Program Spotlight: Digital Literacy to Dismantle Gender Inequality
دی Strong Enough Girls Empowerment Initiative (SEGEI) partners with a non-governmental organization in Nigeria on the “Girl Advocates for Gender Equality” project. Together, they are training 36 adolescent girls across Nigeria to participate in bi-weekly WhatsApp mentorship sessions on topics including:
The girls use their phones to capture pictures and videos of outreach to other girls outside of the program, creating a cascade of learning in their communities. See some of their posts on Instagram.
Here are some other short- and long-term changes your program can make to integrate gender considerations with mHealth. (Francesca Alvarez, آئی جی ڈبلیو جی; Onyinye Edeh, SSGEI; Erin Portillo, Breakthrough ACTION; and Kerry Scott, JHSPH, contributed to these tips.)
تو, has the digital gender gap become even more exclusionary? We would argue that it has. The digital gender gap itself may not have expanded (many women may have more access to digital technologies today than they did five years ago), but the nature of the gap has evolved so that the impact of not having access creates greater disadvantages than before. Now, not having a phone or knowing how to use it could mean that a woman has fewer opportunities to gain information about family planning services in her area, while those who can fully participate in digital spaces can better address their reproductive health needs and goals.

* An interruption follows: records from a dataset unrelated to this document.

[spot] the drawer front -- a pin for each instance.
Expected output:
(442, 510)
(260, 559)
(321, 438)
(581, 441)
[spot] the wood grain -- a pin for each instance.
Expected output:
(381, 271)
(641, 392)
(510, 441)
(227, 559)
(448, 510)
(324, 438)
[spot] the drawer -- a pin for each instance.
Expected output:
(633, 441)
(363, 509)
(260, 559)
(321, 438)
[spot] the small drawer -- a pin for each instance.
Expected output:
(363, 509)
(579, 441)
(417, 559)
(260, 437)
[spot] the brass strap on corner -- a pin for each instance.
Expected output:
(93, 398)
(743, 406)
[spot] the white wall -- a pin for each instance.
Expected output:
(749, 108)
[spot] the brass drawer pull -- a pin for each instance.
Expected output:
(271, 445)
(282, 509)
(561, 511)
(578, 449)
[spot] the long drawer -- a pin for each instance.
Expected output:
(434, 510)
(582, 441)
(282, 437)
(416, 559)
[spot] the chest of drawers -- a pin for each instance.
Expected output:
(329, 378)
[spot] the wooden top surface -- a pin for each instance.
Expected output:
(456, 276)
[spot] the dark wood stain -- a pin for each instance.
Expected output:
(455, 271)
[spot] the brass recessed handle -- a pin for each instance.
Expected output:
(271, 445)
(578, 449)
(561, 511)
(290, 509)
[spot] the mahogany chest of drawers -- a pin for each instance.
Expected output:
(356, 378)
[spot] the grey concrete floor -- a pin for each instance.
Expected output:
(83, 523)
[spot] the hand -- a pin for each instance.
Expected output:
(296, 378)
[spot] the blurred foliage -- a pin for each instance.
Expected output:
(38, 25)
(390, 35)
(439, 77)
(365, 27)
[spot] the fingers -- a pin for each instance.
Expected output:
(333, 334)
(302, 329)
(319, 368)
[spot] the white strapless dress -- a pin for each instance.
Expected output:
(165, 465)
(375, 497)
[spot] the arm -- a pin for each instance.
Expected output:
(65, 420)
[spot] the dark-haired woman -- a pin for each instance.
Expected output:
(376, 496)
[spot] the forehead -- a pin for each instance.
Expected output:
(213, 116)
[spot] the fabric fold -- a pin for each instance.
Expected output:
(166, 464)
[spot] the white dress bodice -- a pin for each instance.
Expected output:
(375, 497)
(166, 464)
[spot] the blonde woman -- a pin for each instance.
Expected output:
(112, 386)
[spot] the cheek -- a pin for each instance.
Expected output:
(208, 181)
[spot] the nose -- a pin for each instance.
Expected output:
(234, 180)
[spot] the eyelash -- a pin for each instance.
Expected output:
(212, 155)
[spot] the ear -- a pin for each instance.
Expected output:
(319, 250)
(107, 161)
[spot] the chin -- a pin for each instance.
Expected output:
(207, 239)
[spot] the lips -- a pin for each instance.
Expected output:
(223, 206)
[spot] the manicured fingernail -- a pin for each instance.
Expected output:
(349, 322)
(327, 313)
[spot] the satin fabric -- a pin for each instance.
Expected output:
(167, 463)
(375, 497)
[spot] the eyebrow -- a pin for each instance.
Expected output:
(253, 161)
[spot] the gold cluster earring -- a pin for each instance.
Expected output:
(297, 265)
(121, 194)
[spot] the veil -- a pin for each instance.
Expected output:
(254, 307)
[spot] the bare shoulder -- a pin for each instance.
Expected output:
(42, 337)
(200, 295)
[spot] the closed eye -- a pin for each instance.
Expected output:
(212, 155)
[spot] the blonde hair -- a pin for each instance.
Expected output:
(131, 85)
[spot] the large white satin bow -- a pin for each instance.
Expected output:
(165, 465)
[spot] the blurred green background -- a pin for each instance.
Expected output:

The experts we spoke with reminded us that mHealth is not a “silver bullet.” Digital health, if implemented alongside larger health systems strengthening programs, can be transformative. But the full benefit of this transformation will only come if the digital gender gap is accounted for and steps are taken to mitigate its impact on women’s access to and use of digital health technologies. It should be part of a solution, capitalizing on existing relationships and strengths, not an isolated innovation.